The Weak Link in data Protection
All too
often, the Wide Area Network (WAN) link is the weak link in data
protection. Limited bandwidth, high latency, lost packets, and
out-of-order packets can all jeopardize strategic data replication
and backup initiatives, resulting in missed Recovery Point
Objectives and Recovery Time Objectives (RPO/RTO).
As data volumes grow, and as the distance between data centers
increases to protect business data from catastrophic disasters,
there is increasing pressure being placed on the WAN. This has
heightened the demand for optimization tools that can improve data
replication times across the WAN while maximizing bandwidth
efficiency during these processes.
There are unique requirements for deploying WAN optimization in a
disaster recovery (DR) environment. Replication, for example,
involves a high volume of sustained traffic which is highly
susceptible to lost and out-of-order packets. Transfer times are
very well defined to fit within allocated windows, and DR traffic
is often encrypted to protect sensitive business data. Replication
solutions can run over TCP, UDP, and in some cases proprietary and
encapsulated transport protocols (depending on the solution). They
often have their own optimization techniques that can affect the
performance of downstream WAN optimization devices.

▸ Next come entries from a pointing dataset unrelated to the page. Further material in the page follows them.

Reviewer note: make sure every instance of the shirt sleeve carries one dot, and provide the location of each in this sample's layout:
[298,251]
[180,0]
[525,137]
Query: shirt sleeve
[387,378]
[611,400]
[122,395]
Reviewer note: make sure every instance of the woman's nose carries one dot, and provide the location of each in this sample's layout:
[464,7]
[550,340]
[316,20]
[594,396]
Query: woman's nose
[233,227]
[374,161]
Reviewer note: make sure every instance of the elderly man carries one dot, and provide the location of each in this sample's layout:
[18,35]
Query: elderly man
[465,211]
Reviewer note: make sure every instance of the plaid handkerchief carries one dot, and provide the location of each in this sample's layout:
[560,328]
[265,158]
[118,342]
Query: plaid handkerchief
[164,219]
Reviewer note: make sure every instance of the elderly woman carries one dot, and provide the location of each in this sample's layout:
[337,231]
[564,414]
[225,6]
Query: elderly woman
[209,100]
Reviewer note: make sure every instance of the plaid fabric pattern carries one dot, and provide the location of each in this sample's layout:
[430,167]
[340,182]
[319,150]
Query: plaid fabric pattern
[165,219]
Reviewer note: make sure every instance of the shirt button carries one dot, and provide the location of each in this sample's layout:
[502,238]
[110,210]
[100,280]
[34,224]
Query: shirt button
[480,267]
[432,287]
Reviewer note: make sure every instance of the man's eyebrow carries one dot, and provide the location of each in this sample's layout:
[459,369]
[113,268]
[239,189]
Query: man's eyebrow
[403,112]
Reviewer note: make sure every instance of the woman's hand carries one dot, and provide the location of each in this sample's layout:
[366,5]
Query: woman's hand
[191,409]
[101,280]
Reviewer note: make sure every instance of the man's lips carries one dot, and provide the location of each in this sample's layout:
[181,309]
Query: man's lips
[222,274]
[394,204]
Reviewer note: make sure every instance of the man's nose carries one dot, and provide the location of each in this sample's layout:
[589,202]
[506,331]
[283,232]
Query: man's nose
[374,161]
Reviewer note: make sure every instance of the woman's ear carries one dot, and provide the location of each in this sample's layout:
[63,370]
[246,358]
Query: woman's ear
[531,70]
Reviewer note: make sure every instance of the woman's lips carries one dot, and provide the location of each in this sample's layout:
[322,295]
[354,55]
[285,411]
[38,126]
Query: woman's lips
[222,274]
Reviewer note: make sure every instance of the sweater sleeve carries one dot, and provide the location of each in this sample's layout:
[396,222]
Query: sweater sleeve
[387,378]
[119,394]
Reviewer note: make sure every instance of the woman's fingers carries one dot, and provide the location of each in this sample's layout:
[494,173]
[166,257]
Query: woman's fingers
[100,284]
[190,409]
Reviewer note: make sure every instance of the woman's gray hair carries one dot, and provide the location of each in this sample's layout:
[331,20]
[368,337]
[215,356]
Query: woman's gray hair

By understanding these requirements and establishing guidelines for
addressing them, WAN optimization can be deployed with maximum
effectiveness. As such, WAN optimization can live up to its
potential as a key enabler for strategic disaster recovery
initiatives.
Asking the Right Questions
The first step when deploying any networking solution is to ask the
right questions. When it comes to WAN optimization, the following
questions should be at the forefront of the evaluation
process:
• Know your applications and protocols – It is impossible to
measure results without first baselining the existing situation.
How much traffic is being generated in an “average” replication
stream or backup process? How much traffic is generated in a single
delta set? What are peak loads, and how many times a day are they
being hit? How long does it take to transfer the data from point A
to point B?
• Know your network – It is easy to determine how much
bandwidth you are paying for, but it is harder to know how much
throughput is really being achieved across the WAN. In many
environments, such as MPLS and IP-VPNs, packets are lost or
delivered out of order due to router oversubscription. This can
lead to excessive re-transmissions, which can drop the effective
throughput (aka “goodput”) of traffic across the WAN. As Figure
1 shows, just a small amount of packet loss (.075%) can drop
goodput to less than 5 Mbps — regardless of how much bandwidth is
actually available on the WAN link. Most large backup/replication
processes cannot recover from such a significant drop in
throughput. As a result, WAN optimization technologies like Forward
Error Correction (FEC) and Packet Order Correction (POC) are
extremely valuable in some replication/backup environments.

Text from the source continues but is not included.